Remède à la migraine des femmes
Méditation XXVI
Dans la Méditation XXVI, « Des différentes armes » utilisées par les femmes à l’encontre de leurs maris, où Balzac annonce sa future « Pathologie de la vie sociale », il réserve un traitement de choix à la migraine.
Voilà la migraine, vraie ou fausse, impatronisée chez vous. La migraine commence alors à jouer son rôle au sein du ménage. C'est un thème sur lequel une femme sait faire d'admirables variations, elle le déploie dans tous les tons. Avec la migraine seule, une femme peut désespérer un mari. La migraine prend à madame quand elle veut, où elle veut, autant qu'elle le veut. Il y en a de cinq jours, de dix minutes, de périodiques ou d'intermittentes.
Vous trouvez quelquefois votre femme au lit, souffrante, accablée, et les persiennes de sa chambre sont fermées. La migraine a imposé silence à tout, depuis les régions de la loge du concierge, lequel fendait du bois, jusqu'au grenier d'où votre valet d'écurie jetait dans la cour d'innocentes bottes de paille. Sur la foi de cette migraine, vous sortez ; mais à votre retour, on vous apprend que madame a décampé !... Bientôt madame rentre fraîche et vermeille : – Le docteur est venu ! dit-elle, il m'a conseillé l'exercice, et je m'en suis très-bien trouvée !...
Un autre jour, vous voulez entrer chez madame. – Oh ! monsieur ! vous répond la femme de chambre avec toutes les marques du plus profond étonnement ; madame a sa migraine, et jamais je ne l'ai vue si souffrante ! On vient d'envoyer chercher monsieur le docteur.
– Es-tu heureux, disait le maréchal Augereau au général R...., d'avoir une jolie femme ! – Avoir ! reprit l'autre. Si j'ai ma femme dix jours dans l'année, c'est tout au plus. Ces s... femmes ont toujours ou la migraine ou je ne sais quoi !
La migraine remplace, en France, les sandales qu'en Espagne le confesseur laisse à la porte de la chambre où il est avec sa pénitente.
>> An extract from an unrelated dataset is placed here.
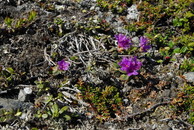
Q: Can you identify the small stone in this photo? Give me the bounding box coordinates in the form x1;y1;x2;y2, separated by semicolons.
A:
127;5;139;20
183;72;194;83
Si votre femme, pressentant quelques intentions hostiles de votre part, veut se rendre aussi inviolable que la charte, elle entame un petit concerto de migraine. Elle se met au lit avec toutes les
peines du monde. Elle jette de petits cris qui déchirent l'âme. Elle détache avec grâce une multitude de gestes si habilement exécutés qu'on pourrait la croire désossée. Or, quel est l'homme assez peu délicat pour oser parler de désirs, qui, chez lui, annoncent la plus parfaite santé, à une femme endolorie ? La politesse seule exige impérieusement son silence. Une femme sait alors qu'au moyen de sa toute-puissante migraine elle peut coller à son gré au-dessus du lit nuptial cette bande tardive qui fait brusquement retourner chez eux les amateurs affriolés par une annonce de la Comédie-Française quand ils viennent à lire sur l'affiche : Relâche par une indisposition subite de mademoiselle Mars.
O migraine, protectrice des amours, impôt conjugal, bouclier sur lequel viennent expirer tous les désirs maritaux ! O puissante migraine ! est-il bien possible que les amants ne t'aient pas encore célébrée, divinisée, personnifiée ! O prestigieuse migraine ! ô fallacieuse migraine, béni soit le cerveau qui le premier te conçut ! honte au médecin qui te trouverait un préservatif ! Oui, tu es le seul mal que les femmes bénissent, sans doute par reconnaissance des biens que tu leur dispenses, ô fallacieuse migraine ! ô prestigieuse migraine !
Honoré de Balzac, Physiologie du mariage, 1829.